Mówiąc o bólach kręgosłupa trzeba stwierdzić, że bardzo ważną sprawą jest codzienna aktywność ruchowa. Powinna obejmować różnego rodzaju sporty jak np .pływanie biegi, gimnastykę a przynajmniej regularne codzienne spacery.
 
Poważnym obszarem Pani pracy jest pomoc w przypadku udarów. Jakie są przyczyny tej choroby?
 
Udary mózgu stanowią jeden z najpoważniejszych problemów neurologii. Występują przede wszystkim u ludzi starszych. Udarem mózgu nazywa się nagłe wystąpienie mniej lub bardziej nasilonych objawów ogniskowego uszkodzenia mózgu w wyniku zaburzeń krążenia mózgowego.
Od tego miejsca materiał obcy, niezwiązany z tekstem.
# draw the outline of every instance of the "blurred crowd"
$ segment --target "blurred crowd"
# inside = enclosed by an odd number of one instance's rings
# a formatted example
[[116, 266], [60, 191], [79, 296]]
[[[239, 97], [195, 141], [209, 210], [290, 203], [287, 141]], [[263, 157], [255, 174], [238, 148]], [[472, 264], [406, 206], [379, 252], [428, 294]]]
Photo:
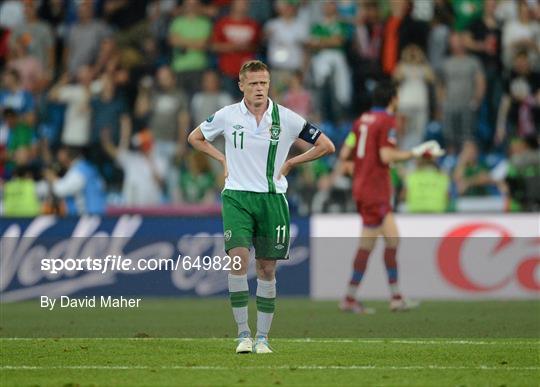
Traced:
[[[5, 216], [218, 203], [220, 165], [187, 135], [242, 97], [253, 58], [338, 147], [396, 81], [400, 146], [447, 150], [393, 168], [398, 208], [539, 209], [537, 0], [4, 0], [0, 28]], [[351, 210], [333, 157], [291, 174], [293, 212]]]

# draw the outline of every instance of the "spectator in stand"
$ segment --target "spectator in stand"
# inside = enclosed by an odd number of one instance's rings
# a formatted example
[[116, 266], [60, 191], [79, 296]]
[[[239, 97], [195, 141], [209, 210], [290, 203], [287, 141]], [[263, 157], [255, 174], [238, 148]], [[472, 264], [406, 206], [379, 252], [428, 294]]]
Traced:
[[412, 17], [411, 0], [391, 0], [391, 15], [386, 20], [383, 33], [381, 63], [386, 75], [394, 72], [400, 53], [409, 44], [416, 44], [427, 50], [429, 25]]
[[533, 19], [526, 0], [518, 1], [518, 18], [509, 21], [502, 32], [503, 62], [507, 69], [518, 52], [529, 53], [531, 63], [538, 65], [540, 52], [540, 23]]
[[81, 66], [94, 64], [101, 41], [111, 34], [103, 21], [94, 19], [93, 7], [93, 0], [80, 1], [79, 20], [67, 35], [64, 61], [71, 75], [76, 74]]
[[5, 174], [9, 177], [16, 167], [27, 167], [33, 163], [37, 157], [37, 138], [34, 128], [21, 120], [15, 110], [5, 109], [3, 121], [7, 156]]
[[109, 131], [101, 132], [103, 149], [124, 171], [122, 204], [156, 206], [162, 201], [166, 165], [156, 152], [150, 130], [135, 134], [131, 143], [133, 149], [129, 150], [129, 137], [123, 137], [116, 146]]
[[2, 216], [33, 218], [40, 213], [40, 203], [32, 171], [17, 167], [13, 178], [4, 184], [4, 211]]
[[155, 139], [156, 152], [166, 165], [167, 195], [175, 202], [180, 200], [178, 173], [175, 161], [181, 160], [187, 147], [187, 131], [190, 127], [189, 105], [185, 93], [176, 86], [174, 73], [163, 66], [157, 71], [158, 88], [141, 82], [135, 115], [147, 117]]
[[437, 0], [428, 34], [427, 56], [433, 71], [440, 77], [448, 51], [450, 25], [453, 23], [452, 7], [448, 0]]
[[420, 47], [411, 44], [403, 49], [401, 61], [394, 71], [399, 82], [398, 111], [405, 118], [405, 133], [401, 148], [420, 144], [429, 120], [429, 86], [435, 75]]
[[21, 78], [16, 70], [7, 69], [2, 75], [0, 108], [12, 108], [28, 125], [35, 124], [34, 97], [22, 87]]
[[47, 70], [48, 77], [54, 74], [54, 40], [49, 25], [38, 19], [38, 2], [23, 0], [25, 22], [15, 27], [10, 35], [10, 49], [19, 43], [25, 45], [28, 53], [40, 61]]
[[433, 160], [422, 158], [405, 177], [407, 212], [443, 213], [448, 209], [450, 177]]
[[68, 216], [103, 215], [105, 213], [105, 184], [97, 169], [74, 147], [62, 147], [58, 162], [67, 170], [58, 177], [51, 169], [44, 171], [49, 191], [65, 203]]
[[113, 167], [111, 160], [101, 148], [101, 132], [108, 131], [115, 146], [118, 146], [122, 136], [131, 136], [131, 118], [123, 96], [118, 93], [114, 80], [108, 74], [100, 79], [101, 92], [92, 97], [90, 161], [96, 165], [109, 184], [118, 183], [120, 174]]
[[540, 133], [540, 72], [532, 71], [529, 55], [518, 52], [514, 67], [504, 82], [497, 117], [497, 144], [515, 136]]
[[465, 141], [454, 169], [454, 183], [460, 196], [487, 196], [493, 180], [488, 167], [479, 160], [478, 146]]
[[[196, 93], [191, 100], [191, 116], [193, 122], [199, 124], [204, 122], [208, 117], [217, 112], [223, 106], [233, 103], [233, 99], [229, 93], [220, 89], [220, 79], [218, 74], [213, 70], [207, 70], [203, 75], [202, 91]], [[218, 137], [212, 143], [221, 152], [225, 149], [225, 140], [223, 137]], [[222, 165], [214, 159], [210, 159], [210, 164], [218, 179], [221, 179]]]
[[446, 149], [457, 154], [465, 140], [473, 137], [476, 111], [484, 98], [485, 78], [480, 62], [468, 55], [462, 35], [450, 35], [452, 54], [444, 61], [439, 100], [443, 106]]
[[[323, 89], [329, 85], [334, 99], [324, 101], [321, 98], [321, 110], [327, 107], [326, 112], [323, 111], [323, 119], [337, 121], [349, 106], [352, 94], [351, 72], [345, 56], [348, 29], [339, 20], [336, 1], [325, 1], [321, 7], [323, 20], [312, 27], [308, 46], [312, 51], [315, 86], [323, 94]], [[334, 106], [334, 101], [338, 103], [337, 106]], [[330, 106], [325, 102], [330, 102]]]
[[223, 106], [232, 103], [232, 97], [220, 88], [218, 74], [213, 70], [207, 70], [202, 77], [202, 90], [191, 100], [193, 122], [201, 123]]
[[71, 78], [64, 74], [49, 91], [49, 99], [66, 104], [62, 144], [83, 147], [90, 142], [92, 69], [82, 66], [77, 71], [75, 83], [70, 83]]
[[356, 115], [371, 106], [371, 91], [382, 78], [381, 46], [384, 24], [381, 21], [379, 3], [368, 0], [362, 3], [356, 18], [353, 37], [353, 106]]
[[75, 16], [75, 3], [74, 0], [41, 0], [39, 3], [39, 18], [49, 24], [53, 35], [53, 61], [57, 66], [52, 79], [56, 79], [62, 70], [66, 30]]
[[40, 91], [47, 83], [43, 65], [37, 58], [30, 55], [22, 37], [14, 43], [7, 67], [17, 71], [23, 89], [33, 94]]
[[208, 156], [191, 151], [180, 173], [180, 193], [183, 203], [216, 202], [216, 178]]
[[283, 106], [298, 113], [310, 121], [316, 121], [313, 118], [313, 101], [311, 93], [304, 88], [304, 79], [301, 71], [296, 71], [289, 81], [289, 89], [283, 96]]
[[540, 150], [535, 136], [516, 138], [511, 142], [504, 184], [512, 201], [511, 210], [540, 209]]
[[225, 90], [233, 98], [242, 98], [238, 73], [242, 64], [254, 59], [261, 40], [261, 27], [248, 17], [248, 0], [233, 0], [230, 12], [218, 19], [212, 33], [212, 50], [218, 56], [218, 68]]
[[502, 94], [501, 29], [495, 19], [496, 0], [486, 0], [482, 18], [472, 22], [464, 34], [465, 47], [482, 62], [486, 77], [486, 93], [479, 118], [480, 138], [484, 149], [490, 147]]
[[297, 17], [298, 1], [278, 0], [278, 17], [264, 25], [268, 41], [267, 57], [272, 70], [271, 95], [277, 102], [294, 72], [305, 67], [304, 46], [309, 37], [308, 26]]
[[211, 33], [212, 24], [202, 14], [200, 0], [184, 0], [182, 14], [169, 28], [169, 43], [173, 49], [171, 67], [189, 96], [200, 89], [202, 74], [208, 68], [206, 50]]

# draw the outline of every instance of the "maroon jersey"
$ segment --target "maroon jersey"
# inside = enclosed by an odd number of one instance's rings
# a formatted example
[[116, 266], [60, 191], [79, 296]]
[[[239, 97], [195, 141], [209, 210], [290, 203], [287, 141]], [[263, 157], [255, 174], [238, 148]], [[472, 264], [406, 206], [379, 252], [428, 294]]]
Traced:
[[382, 162], [379, 150], [396, 146], [395, 128], [395, 117], [383, 109], [372, 109], [354, 122], [347, 145], [353, 146], [354, 140], [353, 197], [357, 201], [390, 202], [390, 168]]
Udar może przebiegać z utratą lub bez utraty świadomości, a jego podłoże stanowi krwotok mózgowy bądź też zakrzep lub zator tętnic mózgowych. Orientacyjnie można przyjąć, że 80- 85% udarów ma charakter niedokrwienny.
 
Najczęstszą przyczynę udarów stanowi nadciśnienie tętnicze i miażdżyca. Istotną rolę w powstawaniu udarów odgrywają tzw. czynniki ryzyka, do których należą: nadciśnienie tętnicze, choroby serca, cukrzyca, zwężenia tętnic mózgowych, zaburzenia gospodarki lipidowej, doustne środki antykoncepcyjne, przewlekły nikotynizm, alkoholizm, starszy wiek a także otyłość i mała aktywność fizyczna. Do istotnych czynników ryzyka należy również odwodnienie. W okresie upałów zwiększa się zapotrzebowanie na płyny, należy więc zwrócić uwagę na przyjmowanie ich w dostatecznej ilości.
 
Zajmuje się Pani także leczeniem osób chorych na padaczkę. W jaki sposób możemy pomóc tym osobom w sytuacji ataku?
 
Padaczka jest jedną z najstarszych znanych chorób. Jest ona zespołem objawów somatycznych, wegetatywnych i psychicznych występujących na podłożu zmian morfologicznych i metabolicznych w mózgu. Wyładowanie padaczkowe i napad padaczkowy można wywołać zarówno w zdrowej jak i w chorej komórce mózgowej, zależy to tylko od siły bodźca i jego rodzaju. Warunkiem rozpoznania padaczki jest powtarzalność napadów. Jeden izolowany napad padaczkowy może wystąpić u każdego i nie jest najczęściej podstawą do rozpoznania padaczki. Napady przebiegają często, ale nie wyłącznie, z utratą świadomości. Objawy kliniczne napadu zależą od tego, jaka struktura czynnościowo- anatomiczna mózgu bierze w nim udział.
 
Zachorowalność na padaczkę jest nieco wyższa u dzieci oraz u osób starszych, powyżej 65 roku życia. W Polsce na tą chorobę choruje około 300- 400 tys. osób.
 
Jeżeli znajdujemy się w sytuacji, że musimy udzielić pierwszej pomocy osobie mającej napad padaczkowy przebiegający z utratą świadomości i drgawkami, musimy pamiętać przede wszystkim o zabezpieczenie drożności dróg oddechowych przez odgięcie głowy nieco do tyłu. Powinniśmy również zabezpieczyć język przed przygryzieniem oraz głowę przed uszkodzeniami mechanicznymi.